Il risultato è che restare diventa più semplice che affrontare la perdita, e lasciare andare, anche quando il legame non è più benefico.
Indice:
Non lasciarsi per non "sprecare"
La sunk cost fallacy, o fallacia dei costi irrecuperabili, si verifica quando continuiamo a impegnarci in qualcosa che non ci dà più soddisfazione solo perché abbiamo già speso tempo, energie o risorse.
Nel 1985, gli psicologi Hal Arkes e Catherine Blumer condussero un esperimento con due gruppi di spettatori teatrali: chi aveva pagato di più per gli abbonamenti partecipava a più spettacoli, anche se non li gradiva. In altre parole, rinunciare all’investimento precedente appariva come uno spreco.
Lo stesso meccanismo si attiva nelle relazioni: interrompere un legame significherebbe riconoscere che tutte le emozioni, i sacrifici e i progetti condivisi non hanno più valore, e questo provoca una sofferenza reale, amplificata dal nostro cervello, programmato più per evitare le perdite che per massimizzare la felicità.
Il cervello e l'avversione alla perdita
Il cervello associa la perdita a un dolore fisico: le aree cerebrali attivate quando sentiamo di perdere qualcosa sono le stesse coinvolte nel dolore fisico. Così, quando abbiamo investito tempo e emozioni, l’idea di lasciar andare il tutto genera disagio e sofferenza.
Per ridurla, la mente cerca giustificazioni per fa sì che restare sembri meno doloroso che affrontare la realtà della perdita.
Quando il bias influisce sulle relazioni amorose
Studi come quello di Johnson e Rusbult (1989) mostrano che il livello di impegno percepito rende difficile abbandonare relazioni insoddisfacenti. Più il legame è lungo o intenso, più il cervello giustifica il permanere: “ho investito troppo per lasciare”, “dopo tutto quello che fatto per lui/lei…”.

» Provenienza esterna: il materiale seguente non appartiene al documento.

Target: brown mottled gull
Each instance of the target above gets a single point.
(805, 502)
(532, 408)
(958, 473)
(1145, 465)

La fallacia dei costi perduti fa sì che la scelta di restare non dipenda dall’amore residuo, ma dal desiderio di non sprecare ciò che è già stato dato.

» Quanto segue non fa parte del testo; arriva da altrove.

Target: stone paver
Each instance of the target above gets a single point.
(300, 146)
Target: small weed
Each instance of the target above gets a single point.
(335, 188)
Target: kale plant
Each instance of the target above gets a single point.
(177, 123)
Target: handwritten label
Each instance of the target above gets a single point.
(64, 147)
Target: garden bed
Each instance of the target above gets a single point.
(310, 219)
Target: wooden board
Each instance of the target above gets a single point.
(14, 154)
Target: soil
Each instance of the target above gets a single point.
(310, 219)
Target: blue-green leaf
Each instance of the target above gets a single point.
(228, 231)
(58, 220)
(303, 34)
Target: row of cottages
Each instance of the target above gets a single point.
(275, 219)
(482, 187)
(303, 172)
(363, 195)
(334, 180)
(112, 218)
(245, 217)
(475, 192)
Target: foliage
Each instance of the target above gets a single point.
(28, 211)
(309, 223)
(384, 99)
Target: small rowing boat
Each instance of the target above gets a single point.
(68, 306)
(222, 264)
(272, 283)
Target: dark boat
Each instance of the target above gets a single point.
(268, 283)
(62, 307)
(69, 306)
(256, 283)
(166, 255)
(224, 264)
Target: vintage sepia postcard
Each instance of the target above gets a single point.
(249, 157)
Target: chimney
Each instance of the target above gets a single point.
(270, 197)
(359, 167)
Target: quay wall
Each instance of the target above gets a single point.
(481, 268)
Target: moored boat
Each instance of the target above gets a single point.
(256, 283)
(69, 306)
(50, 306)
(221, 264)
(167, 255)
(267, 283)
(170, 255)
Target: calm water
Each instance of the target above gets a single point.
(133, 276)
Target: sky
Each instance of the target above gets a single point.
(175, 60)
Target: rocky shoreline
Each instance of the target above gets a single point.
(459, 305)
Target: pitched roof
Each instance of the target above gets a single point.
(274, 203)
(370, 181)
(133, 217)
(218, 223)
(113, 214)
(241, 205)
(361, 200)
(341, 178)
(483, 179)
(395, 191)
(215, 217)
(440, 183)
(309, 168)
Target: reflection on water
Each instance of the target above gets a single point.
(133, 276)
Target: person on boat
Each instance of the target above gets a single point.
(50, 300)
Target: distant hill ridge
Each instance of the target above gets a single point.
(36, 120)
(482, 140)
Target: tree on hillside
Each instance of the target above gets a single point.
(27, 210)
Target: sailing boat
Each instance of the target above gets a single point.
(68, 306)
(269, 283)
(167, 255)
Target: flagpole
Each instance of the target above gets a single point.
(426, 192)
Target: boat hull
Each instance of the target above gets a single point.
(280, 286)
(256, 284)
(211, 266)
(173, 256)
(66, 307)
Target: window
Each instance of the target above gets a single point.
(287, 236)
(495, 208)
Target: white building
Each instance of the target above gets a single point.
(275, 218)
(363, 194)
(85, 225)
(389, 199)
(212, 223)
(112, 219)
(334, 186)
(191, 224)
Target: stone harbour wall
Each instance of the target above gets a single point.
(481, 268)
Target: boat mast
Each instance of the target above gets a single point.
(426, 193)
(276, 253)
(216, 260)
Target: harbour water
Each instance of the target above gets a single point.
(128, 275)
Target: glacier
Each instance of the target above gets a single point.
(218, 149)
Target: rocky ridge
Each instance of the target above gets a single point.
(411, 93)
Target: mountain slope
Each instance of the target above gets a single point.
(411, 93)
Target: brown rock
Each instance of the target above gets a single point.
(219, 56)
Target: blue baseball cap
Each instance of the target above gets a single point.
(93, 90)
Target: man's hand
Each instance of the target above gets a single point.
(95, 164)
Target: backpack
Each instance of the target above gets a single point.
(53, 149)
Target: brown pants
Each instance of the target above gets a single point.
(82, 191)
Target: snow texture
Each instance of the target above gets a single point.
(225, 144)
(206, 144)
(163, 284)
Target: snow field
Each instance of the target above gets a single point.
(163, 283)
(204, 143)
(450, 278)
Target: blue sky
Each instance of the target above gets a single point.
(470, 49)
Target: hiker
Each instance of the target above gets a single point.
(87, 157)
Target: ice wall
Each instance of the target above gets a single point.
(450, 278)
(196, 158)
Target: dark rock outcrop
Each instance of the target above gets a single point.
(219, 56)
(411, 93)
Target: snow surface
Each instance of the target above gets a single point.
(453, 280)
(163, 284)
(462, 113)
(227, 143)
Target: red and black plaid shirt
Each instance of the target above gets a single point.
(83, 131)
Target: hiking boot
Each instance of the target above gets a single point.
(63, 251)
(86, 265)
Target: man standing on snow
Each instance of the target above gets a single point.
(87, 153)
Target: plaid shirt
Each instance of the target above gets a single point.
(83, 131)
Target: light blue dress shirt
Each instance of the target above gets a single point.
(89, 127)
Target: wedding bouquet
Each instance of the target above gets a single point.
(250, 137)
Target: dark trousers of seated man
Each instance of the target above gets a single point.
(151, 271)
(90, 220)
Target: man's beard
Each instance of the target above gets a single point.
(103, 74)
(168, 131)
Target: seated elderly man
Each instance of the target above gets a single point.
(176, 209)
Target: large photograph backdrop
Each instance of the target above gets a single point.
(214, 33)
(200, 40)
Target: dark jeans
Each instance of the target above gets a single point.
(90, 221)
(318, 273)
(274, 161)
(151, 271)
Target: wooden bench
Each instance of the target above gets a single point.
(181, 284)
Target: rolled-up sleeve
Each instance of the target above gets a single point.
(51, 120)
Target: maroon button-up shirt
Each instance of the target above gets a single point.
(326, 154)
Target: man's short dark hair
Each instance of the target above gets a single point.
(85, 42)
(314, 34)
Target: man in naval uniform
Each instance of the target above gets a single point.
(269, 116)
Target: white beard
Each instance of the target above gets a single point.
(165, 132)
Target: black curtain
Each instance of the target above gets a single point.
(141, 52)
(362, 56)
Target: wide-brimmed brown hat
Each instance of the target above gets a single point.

Differenze e punti di contatto con la dipendenza affettiva
Non tutte le difficoltà a lasciare una persona derivano dalla fallacia dei costi perduti. In alcune relazioni si innesca la dipendenza affettiva.
La dipendenza affettiva è un fenomeno ben diverso, in primis non è un bias del cervello: ha radici ben più profonde, che coinvolgono autostima e attaccamento, ed è alimentata dalla profonda paura dell’abbandono.

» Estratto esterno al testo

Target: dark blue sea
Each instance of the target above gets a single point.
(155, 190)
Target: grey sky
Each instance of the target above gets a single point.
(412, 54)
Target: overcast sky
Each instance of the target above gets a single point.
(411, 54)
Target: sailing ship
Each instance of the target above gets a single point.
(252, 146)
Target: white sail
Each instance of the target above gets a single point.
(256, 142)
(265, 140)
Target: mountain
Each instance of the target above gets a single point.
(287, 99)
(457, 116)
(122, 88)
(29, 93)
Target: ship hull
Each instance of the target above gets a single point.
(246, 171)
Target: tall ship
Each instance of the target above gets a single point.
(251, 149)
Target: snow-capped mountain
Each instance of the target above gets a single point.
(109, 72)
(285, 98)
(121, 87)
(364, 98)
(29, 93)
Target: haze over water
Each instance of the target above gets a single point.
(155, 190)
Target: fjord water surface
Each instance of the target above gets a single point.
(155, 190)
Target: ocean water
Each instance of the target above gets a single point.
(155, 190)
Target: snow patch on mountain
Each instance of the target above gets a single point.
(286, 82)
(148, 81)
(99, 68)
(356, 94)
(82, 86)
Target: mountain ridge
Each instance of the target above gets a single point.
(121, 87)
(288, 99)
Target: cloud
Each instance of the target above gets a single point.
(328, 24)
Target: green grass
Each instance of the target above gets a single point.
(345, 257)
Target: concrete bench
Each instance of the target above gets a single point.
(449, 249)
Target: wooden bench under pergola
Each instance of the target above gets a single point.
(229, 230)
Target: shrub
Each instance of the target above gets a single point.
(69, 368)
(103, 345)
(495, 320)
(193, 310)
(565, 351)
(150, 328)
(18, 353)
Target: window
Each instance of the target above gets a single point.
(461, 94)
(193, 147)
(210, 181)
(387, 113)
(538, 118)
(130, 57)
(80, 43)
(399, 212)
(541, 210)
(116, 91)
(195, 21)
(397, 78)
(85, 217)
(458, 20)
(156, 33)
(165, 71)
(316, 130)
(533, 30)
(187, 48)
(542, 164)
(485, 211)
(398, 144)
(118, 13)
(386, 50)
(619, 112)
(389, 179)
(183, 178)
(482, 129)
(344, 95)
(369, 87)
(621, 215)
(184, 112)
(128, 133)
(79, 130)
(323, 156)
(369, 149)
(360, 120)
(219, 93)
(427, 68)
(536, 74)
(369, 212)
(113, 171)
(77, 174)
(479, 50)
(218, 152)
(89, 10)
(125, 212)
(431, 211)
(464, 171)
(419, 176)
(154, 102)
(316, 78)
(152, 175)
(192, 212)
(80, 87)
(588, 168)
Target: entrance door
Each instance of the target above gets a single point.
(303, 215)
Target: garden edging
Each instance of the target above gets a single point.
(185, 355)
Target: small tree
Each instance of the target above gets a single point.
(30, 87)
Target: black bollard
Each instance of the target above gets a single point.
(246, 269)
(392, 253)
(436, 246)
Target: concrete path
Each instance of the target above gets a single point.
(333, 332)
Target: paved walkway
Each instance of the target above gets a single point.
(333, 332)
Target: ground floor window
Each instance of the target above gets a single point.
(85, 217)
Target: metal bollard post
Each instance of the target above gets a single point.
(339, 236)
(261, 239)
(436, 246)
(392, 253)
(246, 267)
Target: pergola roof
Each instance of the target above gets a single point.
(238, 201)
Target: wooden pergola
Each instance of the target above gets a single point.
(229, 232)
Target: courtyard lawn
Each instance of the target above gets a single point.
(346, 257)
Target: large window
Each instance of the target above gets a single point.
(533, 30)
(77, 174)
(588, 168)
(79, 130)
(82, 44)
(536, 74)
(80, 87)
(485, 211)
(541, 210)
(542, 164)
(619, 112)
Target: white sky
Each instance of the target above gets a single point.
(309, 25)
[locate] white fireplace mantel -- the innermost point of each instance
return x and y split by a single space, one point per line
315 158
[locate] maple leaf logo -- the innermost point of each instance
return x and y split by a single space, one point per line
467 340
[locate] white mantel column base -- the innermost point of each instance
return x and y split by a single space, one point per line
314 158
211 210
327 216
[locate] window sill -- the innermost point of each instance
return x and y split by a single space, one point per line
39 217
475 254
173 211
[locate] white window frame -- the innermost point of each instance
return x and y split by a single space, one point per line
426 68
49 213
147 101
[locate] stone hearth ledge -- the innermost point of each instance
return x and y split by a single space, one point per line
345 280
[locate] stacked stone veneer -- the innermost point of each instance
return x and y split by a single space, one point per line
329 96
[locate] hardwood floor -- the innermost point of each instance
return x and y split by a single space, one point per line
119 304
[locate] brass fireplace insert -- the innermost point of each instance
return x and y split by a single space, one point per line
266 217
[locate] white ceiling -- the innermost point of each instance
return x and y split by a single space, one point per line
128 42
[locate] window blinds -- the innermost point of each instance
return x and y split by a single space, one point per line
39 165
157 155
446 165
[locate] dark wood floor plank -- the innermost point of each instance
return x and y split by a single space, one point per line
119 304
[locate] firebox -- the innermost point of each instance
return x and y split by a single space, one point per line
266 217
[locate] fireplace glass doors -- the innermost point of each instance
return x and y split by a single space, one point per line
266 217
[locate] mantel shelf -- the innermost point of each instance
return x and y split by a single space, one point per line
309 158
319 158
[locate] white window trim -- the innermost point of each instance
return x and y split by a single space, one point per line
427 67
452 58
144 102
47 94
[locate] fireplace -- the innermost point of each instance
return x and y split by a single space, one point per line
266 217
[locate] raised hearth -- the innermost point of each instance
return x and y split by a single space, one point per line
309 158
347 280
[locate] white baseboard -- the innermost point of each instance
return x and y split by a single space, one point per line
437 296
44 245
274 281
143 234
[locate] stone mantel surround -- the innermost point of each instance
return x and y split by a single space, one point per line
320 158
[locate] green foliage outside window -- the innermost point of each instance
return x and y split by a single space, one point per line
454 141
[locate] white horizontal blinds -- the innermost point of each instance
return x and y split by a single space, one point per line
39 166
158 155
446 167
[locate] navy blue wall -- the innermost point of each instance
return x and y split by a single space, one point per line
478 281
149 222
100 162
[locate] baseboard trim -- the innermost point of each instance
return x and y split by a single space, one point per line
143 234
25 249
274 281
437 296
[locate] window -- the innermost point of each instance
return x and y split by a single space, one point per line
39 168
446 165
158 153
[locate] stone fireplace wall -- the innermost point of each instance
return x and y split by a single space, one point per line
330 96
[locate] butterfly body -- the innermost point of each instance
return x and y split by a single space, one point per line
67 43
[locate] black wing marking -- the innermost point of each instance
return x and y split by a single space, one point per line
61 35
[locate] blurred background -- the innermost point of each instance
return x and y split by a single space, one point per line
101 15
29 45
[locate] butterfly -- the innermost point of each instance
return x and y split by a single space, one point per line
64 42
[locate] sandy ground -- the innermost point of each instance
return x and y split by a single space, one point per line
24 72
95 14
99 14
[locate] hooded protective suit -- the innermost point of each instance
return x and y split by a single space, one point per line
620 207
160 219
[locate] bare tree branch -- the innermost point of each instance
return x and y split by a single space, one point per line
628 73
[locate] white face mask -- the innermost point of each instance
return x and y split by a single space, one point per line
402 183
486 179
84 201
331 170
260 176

La differenza chiave è nel coinvolgimento:
- nella fallacia dei costi perduti, la persona resta nella relazione consapevole di non essere soddisfatta;
- nella dipendenza affettiva, la persona resta perché non riesce a immaginare la propria vita senza l’altro.
Spesso, però, i due fenomeni si intrecciano: chi soffre di dipendenza affettiva può usare la fallacia dei costi perduti come giustificazione razionale, mentre chi cade nella fallacia può sviluppare gradualmente una forma di dipendenza emotiva, diventando più legato col passare del tempo.